In a study in this issue of the Journal, Torregrosa et al. investigated the presence of abnormalities in cardiovascular system in patients with liver cirrhosis by performing echocardiography and rest and exercise equilibrium radionuclide angiocardiography [1]. Patients with overt cardiovascular abnormalities such as congestive heart failure, hypertension and symptomatic coronary artery disease were excluded. Subtle, sub-clinical abnormalities were common in these patients. These abnormalities comprised of a slight increase in left ventricular wall thickness and left ventricular mass; higher resting stroke volume, left ventricular ejection fraction and cardiac output; failure of left ventricular ejection fraction to increase with semi-supine exercise; and impaired overall exercise capacity. These abnormalities were more common in patients with ascites. These abnormalities regressed following successful liver transplantation. Interestingly, these abnormalities were equally common in patients with non-alcoholic and alcoholic liver cirrhosis.

Cardiovascular complications are the major source of peri-operative morbidity and mortality in patients undergoing major non-cardiac surgery and also for subsequent long-term prognosis in these patients [2], [3]. Therefore, a thorough cardiovascular evaluation is a routine in patients undergoing major non-cardiac surgery. Detection of any abnormality on initial screening with non-invasive techniques such as echocardiography or exercise or pharmacological stress perfusion imaging often leads to further invasive evaluation with coronary angiography [2], [3], [4]. In this context, the results of this study are important. This study shows that subtle cardiovascular abnormalities are common in patients with liver cirrhosis even when patients with known cardiovascular disease, hypertension or diabetes are excluded. However, it is unclear whether these subtle abnormalities are non-specific being simply a reflection of poor general state of health, anemia, malnutrition and ascites, or they are a direct consequence of liver cirrhosis. It is also unclear whether these abnormalities have any clinical, therapeutic or prognostic relevance. The authors have provided no data whether detection of these abnormalities influenced the selection or suitability of these patients for liver transplantation and whether there were any differences in the peri-operative morbidity, mortality and rate of recovery of patients with these abnormalities versus those with no such abnormalities. Perhaps a small sample size would preclude a reliable analysis of these data from this study. If there are no differences in the peri-operative and or long-term cardiovascular morbidity and mortality based upon the detection of these abnormalities, this would be supportive of the speculation that these are merely non-specific abnormalities with no implications from a therapeutic and management aspect. The fact, that these abnormalities were equally common in patients with alcoholic and non-alcoholic liver cirrhosis, would further lend support to the speculation of them being non-specific, because patients with known cardiac and other systemic diseases were excluded.
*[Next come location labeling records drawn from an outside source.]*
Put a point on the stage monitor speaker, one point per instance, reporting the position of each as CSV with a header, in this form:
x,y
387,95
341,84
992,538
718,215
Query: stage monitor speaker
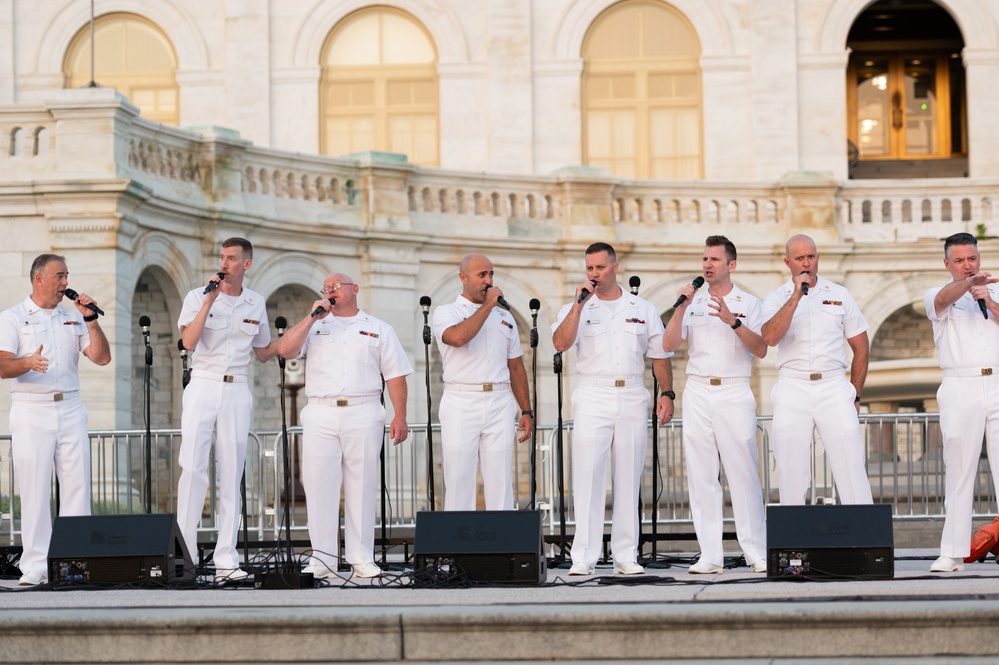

True prevalence of the occurrence, nature and clinical implications of cardiovascular abnormalities in patients with liver cirrhosis can only be studied using a very large and randomly selected group of patients with liver cirrhosis who undergo a detailed cardiovascular assessment including myocardial perfusion imaging, echocardiography and exercise testing. The evaluation must include the presence of risk factors for coronary artery disease and other possible factors, which can impact cardiac function such as anemia, biochemical abnormalities, nutritional status and pulmonary disease. This study can provide information about the presence of overt symptomatic as well sub-clinical abnormalities in patients with liver cirrhosis of different etiologies and varying severities. Furthermore, this study can also provide information about the impact of the subtle cardiovascular abnormalities such as those described by Torregrosa et al. on the progression of liver disease as well as their impact on the long term survival and surgical outcome in these patients and whether they do or do not warrant any specific therapeutic measures.

The results of this study are important and clinically relevant in that sub-clinical abnormalities in echocardiography and exercise radionuclide angiocardiography are common in patients with advanced liver cirrhosis who are undergoing evaluation for liver transplantation even in the absence of any overt clinical features of coronary artery disease or cardiomyopathy. These subtle abnormalities generally reverse after successful liver transplantation. Until the availability of further data, the presence of these abnormalities alone does not warrant further invasive cardiovascular evaluation or work-up or any different peri-operative monitoring or management strategy.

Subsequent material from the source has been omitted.